Sharp sharp!

File pic: A puppy and a kitten

The world may be divided in two; dog lovers and cat lovers. It is not really possible to love both dogs and cats; after all, dogs do not like cats and cats do not like dogs.

There are the common sayings which tend to highlight the cat’s alleged superiority, such as “Dogs have masters; cats have staff.”

Now there may be some people who do not wish to upset other people, let alone either cats or dogs and such people often use the wonderful mysterious world of euphemisms, a definition of which has been given as a “mild or indirect word or expression substituted for one considered to be too harsh or blunt when referring to something unpleasant or embarrassing”.

Such a thought might have been behind the person who decreed that the euphemism for a cat is a “useless dog”.

There are many wonderful examples of euphemisms. Advertising agents will use this to the full, so that we do not make a ‘purchase’; we make an ‘investment for the future’.

In business, we refrain from saying someone is ‘unemployed’ but rather say he is ‘considering his options’ (or other such options).

In language, even when talking about euphemisms we use a euphemism, such as ‘good bad words’! And then there are lies!

No, euphemisms are not necessarily lies but in religious terms we avoid using the harsh judgmental word of ‘lies’ and disguise them as “terminological inexactitudes”, not forgetting the comment allegedly made by Disraeli that “there are three kinds of lies: lies, damned lies and statistics”, though Aaron Levenstein’s quip that “Statistics are like a bikini. What they reveal is suggestive, but what they conceal is vital” may not entirely be seen as a euphemism (but is no doubt worth remembering). We are surrounded by PC euphemisms.

There are many euphemisms to help people avoid having to say the word ‘death’ though most of them do not provide the dignity that such an event deserves.

The same is true when it comes to children. We do not want to upset the children or their parents by sharing the apparently unpleasant reality of their ability so we couch it in softer terms, even in the dreaded school reports.

There may be more than one way to skin a cat, as the saying goes (there we go, cats again), not least curiosity (which is another story) but there are hundreds of versions of describing a child with poor academic ability, one of the most common ones being he is “not the sharpest pencil in the box”.

Which comes to the point (if we will forgive the pun) of pencils. Without putting too much of a point on it, what is their point?

Without saying the obvious that the point of them is the sharp bit at one (or both) end of it, a pencil has a number of points to it. A pencil can be handled, easily, by everyone. A pencil is what a child first uses yet they are used throughout all ages in our life. A pencil may become blunt but it can be sharpened – again and again.

A pencil may make a mark or mistake but such can be erased easily enough, as often as necessary.

A pencil has different uses, not just being confined to writing but also being used for drumming, sucking, biting (as children also tend to do) and much more. They are held in different ways, leading to different styles of handwriting.

They are usually made of lead surrounded by wood. Every pencil has its value and purpose.

We must not tiptoe around and try to cover up the reality with euphemisms; rather we must tell the blunt truth (then sharpen it).

The reality however is not to say that children are useless or ‘thick’ or ‘stupid’ simply because they cannot undertake certain academic tasks.

No, just like pencils, there are many important points to be noted. Children have different abilities. There is no shame in that. After all, we can have different colours of pencils, different lengths, different thicknesses.

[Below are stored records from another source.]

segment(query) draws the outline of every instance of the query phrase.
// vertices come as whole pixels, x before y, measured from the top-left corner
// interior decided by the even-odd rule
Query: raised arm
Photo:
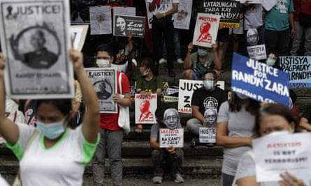
[[[6,89],[4,87],[5,59],[0,53],[0,135],[7,142],[15,144],[18,139],[19,130],[17,126],[5,116],[6,112]]]
[[[83,55],[71,49],[69,53],[73,68],[80,82],[84,102],[87,107],[82,121],[82,130],[87,141],[95,143],[99,131],[99,104],[93,85],[83,66]]]

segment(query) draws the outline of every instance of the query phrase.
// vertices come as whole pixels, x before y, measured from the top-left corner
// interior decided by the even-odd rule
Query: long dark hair
[[[246,111],[249,112],[252,115],[256,115],[260,107],[259,102],[251,98],[248,99],[247,104],[246,105]],[[232,112],[239,111],[241,110],[242,105],[244,104],[244,100],[237,95],[234,92],[231,93],[231,97],[228,100],[229,103],[229,111]]]
[[[283,117],[290,124],[294,123],[295,126],[298,124],[298,121],[291,114],[289,109],[280,103],[267,103],[263,105],[256,116],[256,123],[254,127],[254,132],[261,136],[259,132],[260,123],[264,116],[278,115]]]

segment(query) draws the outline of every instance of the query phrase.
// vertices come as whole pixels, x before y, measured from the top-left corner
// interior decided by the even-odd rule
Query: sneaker
[[[177,61],[178,63],[180,63],[180,64],[184,63],[184,61],[182,61],[182,59],[181,58],[178,59],[176,60],[176,61]]]
[[[175,178],[174,182],[176,183],[184,183],[184,178],[182,178],[182,176],[180,173],[176,173],[176,178]]]
[[[175,75],[175,72],[174,72],[174,71],[173,71],[173,70],[168,71],[168,77],[175,77],[175,76],[176,75]]]
[[[161,58],[160,59],[160,60],[159,60],[159,64],[163,64],[163,63],[167,63],[167,60]]]
[[[162,181],[163,181],[163,177],[162,176],[154,176],[153,178],[152,178],[152,183],[161,183]]]

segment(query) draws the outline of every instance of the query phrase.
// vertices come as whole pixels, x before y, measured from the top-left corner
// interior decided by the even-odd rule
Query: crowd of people
[[[97,6],[105,1],[94,1]],[[115,1],[110,1],[115,3]],[[85,71],[87,65],[88,68],[117,68],[116,91],[107,96],[112,96],[117,107],[129,107],[132,104],[130,94],[132,79],[136,81],[135,93],[143,96],[157,94],[158,107],[154,113],[157,123],[152,124],[150,135],[154,173],[152,182],[158,184],[164,181],[164,161],[171,180],[175,183],[184,183],[182,148],[173,145],[161,148],[159,143],[160,129],[173,130],[183,127],[178,110],[164,105],[159,100],[163,91],[163,77],[158,75],[159,65],[166,61],[168,77],[175,77],[174,59],[178,63],[183,63],[184,79],[203,82],[202,87],[194,91],[191,96],[193,118],[187,121],[185,128],[192,134],[190,142],[192,149],[199,145],[208,148],[215,145],[223,146],[222,186],[232,185],[235,182],[239,186],[307,185],[290,172],[281,174],[281,180],[278,183],[257,183],[252,146],[253,139],[277,131],[293,133],[297,127],[303,131],[311,131],[311,108],[306,108],[299,118],[297,114],[294,115],[291,112],[293,107],[287,108],[277,103],[259,102],[234,92],[231,93],[228,99],[227,93],[217,86],[217,82],[222,79],[229,29],[219,29],[210,48],[195,47],[191,42],[187,52],[182,54],[179,47],[178,31],[173,27],[172,16],[178,11],[178,0],[147,1],[147,10],[153,15],[151,23],[154,50],[151,57],[141,59],[138,63],[139,72],[135,70],[138,65],[138,45],[131,33],[124,32],[124,20],[121,17],[117,18],[116,26],[120,27],[124,37],[113,37],[112,42],[97,46],[93,63],[87,64],[84,61],[82,52],[71,49],[69,56],[76,79],[75,99],[14,100],[24,115],[22,123],[27,125],[12,121],[5,114],[6,106],[12,100],[6,98],[6,58],[0,53],[0,135],[19,160],[23,185],[41,185],[43,183],[47,185],[82,185],[85,168],[89,162],[92,164],[94,185],[103,185],[106,155],[113,185],[122,185],[124,130],[118,125],[119,107],[116,113],[99,114],[98,94]],[[246,1],[240,4],[243,31],[233,30],[233,33],[244,35],[245,50],[248,46],[265,45],[267,59],[261,62],[280,68],[280,56],[298,55],[302,36],[305,39],[304,54],[311,55],[311,26],[299,22],[299,14],[311,15],[310,10],[311,3],[301,0],[278,0],[269,10],[265,10],[261,4]],[[87,19],[87,15],[82,12],[76,16],[75,19],[78,17]],[[233,37],[236,41],[236,35]],[[44,33],[38,32],[36,36],[41,37],[31,36],[31,44],[34,47],[40,47],[45,52],[42,54],[46,54]],[[289,47],[291,40],[292,46]],[[164,49],[166,52],[162,54]],[[48,55],[49,58],[51,55]],[[40,59],[41,56],[30,55],[25,59],[26,56],[20,57],[22,61],[30,63],[31,67],[45,68],[40,64],[36,65],[36,57]],[[185,56],[184,59],[182,56]],[[55,63],[57,59],[51,60]],[[50,63],[51,65],[53,63]],[[106,88],[103,88],[103,91]],[[294,104],[296,98],[291,98]],[[80,118],[79,109],[82,100],[87,109]],[[140,106],[142,112],[140,121],[143,122],[147,114],[152,114],[148,109],[149,102],[143,102]],[[145,113],[145,110],[149,112]],[[201,127],[215,129],[216,143],[200,143]],[[136,133],[143,133],[143,130],[142,123],[136,125]],[[38,166],[34,166],[34,164]],[[0,175],[0,183],[1,181]]]

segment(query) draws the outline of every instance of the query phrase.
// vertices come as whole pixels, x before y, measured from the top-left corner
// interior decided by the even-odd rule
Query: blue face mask
[[[204,80],[203,82],[203,86],[207,90],[212,89],[212,88],[214,88],[214,81]]]
[[[66,118],[66,117],[65,117]],[[64,121],[65,119],[49,124],[37,121],[36,129],[49,139],[53,140],[59,137],[64,131]]]
[[[267,60],[266,61],[266,63],[267,64],[267,65],[273,66],[275,64],[275,60],[270,58],[268,58]]]
[[[204,49],[198,49],[198,55],[200,56],[204,56],[208,54],[208,51]]]

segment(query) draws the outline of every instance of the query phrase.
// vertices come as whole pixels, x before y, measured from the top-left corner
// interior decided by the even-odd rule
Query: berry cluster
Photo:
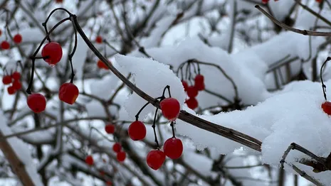
[[[7,88],[8,94],[11,95],[15,94],[18,90],[22,87],[22,84],[20,81],[21,73],[15,71],[11,75],[4,75],[2,77],[2,82],[4,84],[10,85]]]
[[[167,89],[168,89],[169,94],[169,98],[164,97],[164,92]],[[158,111],[158,109],[157,109],[154,119],[154,123],[152,127],[154,129],[155,142],[157,143],[157,148],[149,151],[146,158],[146,162],[148,166],[155,170],[162,167],[165,161],[166,156],[171,159],[178,159],[180,158],[182,153],[183,153],[183,143],[180,139],[175,137],[174,129],[174,123],[179,115],[180,104],[177,99],[171,97],[169,86],[167,86],[164,88],[162,97],[157,98],[157,99],[160,99],[161,100],[159,106],[163,116],[171,121],[170,126],[172,128],[173,136],[164,142],[163,146],[163,151],[161,151],[155,131],[156,116]],[[142,140],[146,136],[146,127],[142,121],[138,120],[138,119],[140,112],[149,103],[147,103],[142,106],[142,108],[138,111],[135,116],[136,121],[132,122],[129,126],[127,132],[129,136],[133,141]]]

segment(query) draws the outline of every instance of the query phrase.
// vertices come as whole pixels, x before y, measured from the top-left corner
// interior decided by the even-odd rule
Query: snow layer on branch
[[[151,59],[117,55],[116,62],[125,70],[132,73],[135,84],[140,89],[157,98],[162,95],[167,85],[170,86],[172,97],[176,98],[181,105],[186,98],[180,80],[169,69],[169,65],[159,63]],[[167,92],[165,96],[169,97]],[[124,105],[131,119],[134,119],[146,101],[137,94],[130,95]],[[140,114],[140,119],[145,119],[149,113],[154,111],[149,105]]]
[[[1,124],[0,124],[0,130],[2,134],[4,136],[12,134],[13,132],[11,131],[11,129],[6,126],[6,119],[4,116],[2,111],[0,113],[0,120],[2,121]],[[33,160],[28,154],[28,152],[26,151],[28,149],[28,146],[17,137],[13,137],[7,139],[7,142],[9,143],[19,160],[21,160],[23,165],[23,167],[22,168],[26,169],[26,173],[30,176],[32,182],[34,183],[34,185],[43,185],[41,180],[40,179],[39,175],[37,173],[36,165],[33,163]]]

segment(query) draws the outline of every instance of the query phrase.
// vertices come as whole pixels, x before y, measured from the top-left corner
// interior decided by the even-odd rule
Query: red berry
[[[14,87],[14,86],[10,86],[8,87],[7,92],[9,95],[12,95],[15,94],[15,92],[16,92],[16,90],[15,89],[15,87]]]
[[[146,162],[147,163],[148,166],[155,170],[162,166],[164,160],[165,154],[159,150],[151,151],[148,153],[147,157],[146,158]]]
[[[187,87],[187,95],[189,97],[196,97],[198,95],[198,89],[194,86]]]
[[[176,138],[170,138],[164,142],[163,146],[164,153],[171,159],[178,159],[183,153],[183,143]]]
[[[113,124],[107,124],[105,126],[105,131],[107,133],[114,133],[115,132],[115,125]]]
[[[116,158],[117,158],[119,162],[123,162],[125,160],[125,158],[127,158],[127,155],[123,151],[120,151],[116,155]]]
[[[187,107],[190,108],[191,109],[194,110],[196,107],[198,107],[198,101],[194,97],[189,98],[185,101],[185,103],[187,104]]]
[[[21,73],[17,71],[14,72],[14,73],[11,75],[11,78],[13,78],[14,80],[19,80],[19,79],[21,79]]]
[[[51,42],[45,45],[41,50],[43,58],[47,58],[44,60],[51,66],[54,66],[62,58],[62,47],[56,42]]]
[[[95,42],[97,43],[103,43],[103,38],[100,35],[98,35],[95,38]]]
[[[120,153],[122,150],[122,146],[121,144],[119,143],[115,143],[115,144],[112,146],[112,151],[115,153]]]
[[[182,80],[182,84],[183,84],[184,90],[186,92],[187,87],[189,87],[189,84],[187,84],[187,82],[185,82],[184,80]]]
[[[22,87],[22,84],[20,81],[15,80],[13,82],[13,87],[15,89],[15,90],[19,90]]]
[[[28,107],[35,113],[40,113],[46,108],[46,99],[39,93],[33,93],[26,99]]]
[[[135,121],[130,125],[127,133],[133,141],[142,140],[146,136],[146,127],[142,121]]]
[[[4,49],[4,50],[7,50],[7,49],[9,49],[10,48],[10,45],[9,45],[9,43],[8,43],[8,41],[6,40],[4,40],[1,42],[1,48]]]
[[[11,82],[12,80],[10,75],[5,75],[2,77],[2,83],[4,83],[4,84],[9,84]]]
[[[19,44],[22,42],[22,35],[19,33],[15,35],[13,38],[14,43]]]
[[[99,68],[108,70],[108,67],[107,67],[107,65],[105,65],[105,63],[103,63],[101,60],[98,61],[97,65]]]
[[[78,88],[73,83],[63,83],[58,91],[58,98],[63,102],[73,104],[79,94]]]
[[[179,115],[180,104],[177,99],[169,97],[163,99],[159,103],[159,106],[162,111],[163,116],[170,120],[174,121]]]
[[[321,107],[324,112],[325,112],[327,115],[331,116],[331,102],[325,102],[322,104]]]
[[[92,155],[90,155],[86,156],[86,158],[85,159],[85,162],[88,165],[93,165],[93,157],[92,157]]]

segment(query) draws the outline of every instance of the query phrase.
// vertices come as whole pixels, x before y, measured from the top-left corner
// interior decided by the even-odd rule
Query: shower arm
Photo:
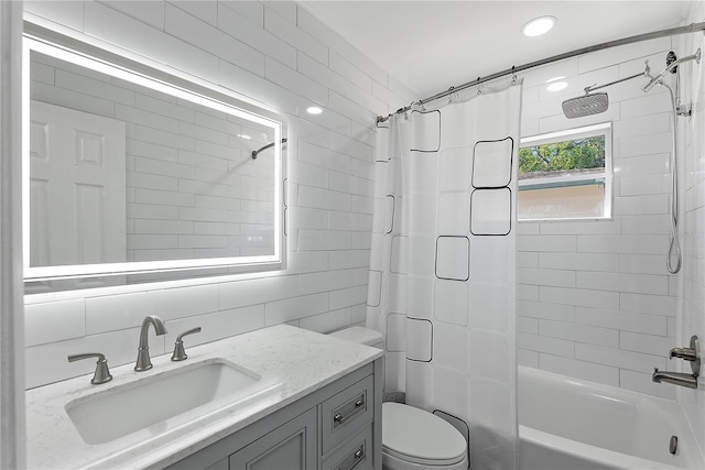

Children can be sharpened, again and again, as and when they lose their sharpness. If children make mistakes, those mistakes can be erased. Each child can, and must be handled in different ways in their own style.

Children are made up of mind surrounded by heart; sometimes the mind ‘breaks’ (as does the lead) so then we must sharpen it again.

Children become adults who have different uses in this world.

John William Gardner, the Secretary of Health, Education and Welfare under President Lyndon B Johnson was allegedly the one who said that “Life is the art of drawing without an eraser”, but we might disagree and say that life is actually the ability to sharpen a pencil.

Our role is to sharpen the minds of our children that they in their turn and in their way may draw a masterpiece or compose a best-seller or devise a delicious recipe.

 To which the only smart response is obvious: “sharp, sharp!”

  • Tim Middleton is the executive director of the Association of Trust Schools [ATS]. The views expressed in this article, however, are solely those of the author in his private capacity and do not necessarily represent the views of the ATS.